The Geoscience-to-CSV Pipeline as a Reusable Pattern

We built a system to read scanned well logs, and somewhere in the middle we stopped believing it was about well logs. The tell was how little of the code knew what a well log is. The classifier that separated a curve trace from the paper had never heard of a gamma-ray sonde. The routine that thinned a prediction to a single line did not know depth from temperature. The step that wrote the table out did not care whether the x-axis was depth or wavelength or years. What we had was not a petroleum tool with some vision inside it. It was a general image-to-tabular flow with a petroleum costume on, and the costume came off easily. This note reads that flow as what it is: a reusable four-stage pattern for turning a picture of a chart into the numbers behind the chart.

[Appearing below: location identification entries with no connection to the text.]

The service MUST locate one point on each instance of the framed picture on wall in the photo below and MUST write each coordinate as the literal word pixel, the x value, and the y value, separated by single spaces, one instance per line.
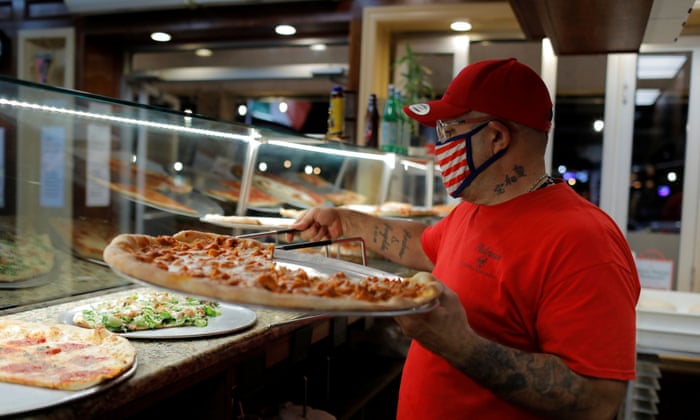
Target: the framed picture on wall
pixel 47 56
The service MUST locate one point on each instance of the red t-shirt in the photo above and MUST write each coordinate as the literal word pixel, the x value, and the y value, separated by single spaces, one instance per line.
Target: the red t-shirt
pixel 545 272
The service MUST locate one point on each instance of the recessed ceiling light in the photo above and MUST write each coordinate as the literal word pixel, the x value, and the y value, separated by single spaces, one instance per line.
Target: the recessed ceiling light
pixel 285 30
pixel 646 97
pixel 659 66
pixel 461 26
pixel 161 36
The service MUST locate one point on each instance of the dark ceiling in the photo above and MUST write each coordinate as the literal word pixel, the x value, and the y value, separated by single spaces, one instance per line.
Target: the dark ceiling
pixel 574 27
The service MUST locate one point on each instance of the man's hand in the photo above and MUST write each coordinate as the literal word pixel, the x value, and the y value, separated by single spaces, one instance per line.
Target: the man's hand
pixel 318 224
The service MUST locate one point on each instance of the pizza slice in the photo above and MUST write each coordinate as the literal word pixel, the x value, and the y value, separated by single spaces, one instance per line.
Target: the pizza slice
pixel 146 311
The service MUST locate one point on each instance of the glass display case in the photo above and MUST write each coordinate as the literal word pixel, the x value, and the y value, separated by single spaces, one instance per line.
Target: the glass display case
pixel 77 169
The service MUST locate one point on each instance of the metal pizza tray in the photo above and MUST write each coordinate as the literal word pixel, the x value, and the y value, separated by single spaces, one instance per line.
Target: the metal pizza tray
pixel 315 264
pixel 233 318
pixel 16 399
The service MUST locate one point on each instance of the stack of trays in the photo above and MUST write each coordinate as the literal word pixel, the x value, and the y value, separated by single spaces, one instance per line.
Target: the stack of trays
pixel 668 321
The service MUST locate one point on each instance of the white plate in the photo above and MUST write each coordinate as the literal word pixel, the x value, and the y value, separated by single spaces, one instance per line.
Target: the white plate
pixel 16 399
pixel 265 222
pixel 233 318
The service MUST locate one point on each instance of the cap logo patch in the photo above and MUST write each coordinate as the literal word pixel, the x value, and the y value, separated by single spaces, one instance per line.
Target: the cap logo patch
pixel 420 109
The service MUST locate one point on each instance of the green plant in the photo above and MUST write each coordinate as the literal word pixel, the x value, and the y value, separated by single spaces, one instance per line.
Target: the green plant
pixel 415 86
pixel 415 75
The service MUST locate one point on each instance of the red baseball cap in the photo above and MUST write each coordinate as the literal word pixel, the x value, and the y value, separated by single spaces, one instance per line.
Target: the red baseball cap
pixel 503 88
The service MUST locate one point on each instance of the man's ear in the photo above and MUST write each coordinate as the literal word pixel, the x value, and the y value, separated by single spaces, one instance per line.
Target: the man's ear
pixel 501 136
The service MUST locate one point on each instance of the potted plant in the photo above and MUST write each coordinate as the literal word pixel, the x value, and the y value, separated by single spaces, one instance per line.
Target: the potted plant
pixel 416 87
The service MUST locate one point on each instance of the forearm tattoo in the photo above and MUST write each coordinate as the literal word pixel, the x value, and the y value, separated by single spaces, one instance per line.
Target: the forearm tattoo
pixel 514 375
pixel 510 179
pixel 387 239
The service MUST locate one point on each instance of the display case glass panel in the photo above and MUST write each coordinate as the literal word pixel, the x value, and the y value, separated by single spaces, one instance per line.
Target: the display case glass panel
pixel 78 169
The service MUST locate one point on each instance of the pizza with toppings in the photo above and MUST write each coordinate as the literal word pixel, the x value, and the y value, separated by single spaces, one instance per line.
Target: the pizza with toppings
pixel 152 197
pixel 232 192
pixel 245 271
pixel 23 257
pixel 147 311
pixel 61 356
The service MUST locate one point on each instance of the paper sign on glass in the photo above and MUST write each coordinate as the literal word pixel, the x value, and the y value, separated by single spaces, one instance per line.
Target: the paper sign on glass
pixel 53 145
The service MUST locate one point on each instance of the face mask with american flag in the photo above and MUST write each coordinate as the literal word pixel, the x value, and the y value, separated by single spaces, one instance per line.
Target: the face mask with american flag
pixel 456 161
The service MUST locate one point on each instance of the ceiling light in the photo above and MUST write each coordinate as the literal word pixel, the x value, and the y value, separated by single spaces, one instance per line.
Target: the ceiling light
pixel 285 30
pixel 659 66
pixel 461 26
pixel 645 97
pixel 161 36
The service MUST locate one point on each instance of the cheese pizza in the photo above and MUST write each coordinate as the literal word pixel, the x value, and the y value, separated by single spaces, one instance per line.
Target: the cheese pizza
pixel 232 192
pixel 61 356
pixel 86 236
pixel 245 271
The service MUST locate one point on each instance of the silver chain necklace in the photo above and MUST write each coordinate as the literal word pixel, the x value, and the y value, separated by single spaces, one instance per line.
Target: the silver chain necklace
pixel 539 180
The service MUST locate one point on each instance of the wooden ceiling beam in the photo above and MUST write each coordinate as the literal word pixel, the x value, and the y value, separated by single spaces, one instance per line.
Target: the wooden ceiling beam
pixel 585 27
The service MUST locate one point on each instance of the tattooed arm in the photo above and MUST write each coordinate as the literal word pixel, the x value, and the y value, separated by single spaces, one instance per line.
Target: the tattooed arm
pixel 397 240
pixel 539 382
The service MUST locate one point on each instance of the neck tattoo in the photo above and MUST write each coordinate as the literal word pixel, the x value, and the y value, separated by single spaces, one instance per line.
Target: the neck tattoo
pixel 542 181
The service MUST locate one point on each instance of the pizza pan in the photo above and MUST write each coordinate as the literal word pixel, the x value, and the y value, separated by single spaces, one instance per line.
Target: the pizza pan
pixel 285 189
pixel 33 281
pixel 15 399
pixel 233 318
pixel 314 265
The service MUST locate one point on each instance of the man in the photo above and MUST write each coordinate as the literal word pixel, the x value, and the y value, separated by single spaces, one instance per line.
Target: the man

Being precise about the claim matters, because the adjacent work is easy to confuse it with. This is not a re-tour of the VeerNet architecture, the encoder-decoder with a transformer bottleneck we published for this task [5], nor the serving economics of running that model, nor the synthetic-data generator we built to feed it. Those all sit on top of a shape, and the shape is the subject here: four stages. A grayscale raster goes in, a per-pixel classifier assigns every pixel to a class, a centreline extraction thins each class region to a one-pixel line, and a resample writes that line out as a fixed number of table rows. Each stage is a stock computer-vision operation with its own decades-old literature, and the argument is that wiring those four together is a template you can carry to any chart-digitisation problem, not a one-off we assembled for logs.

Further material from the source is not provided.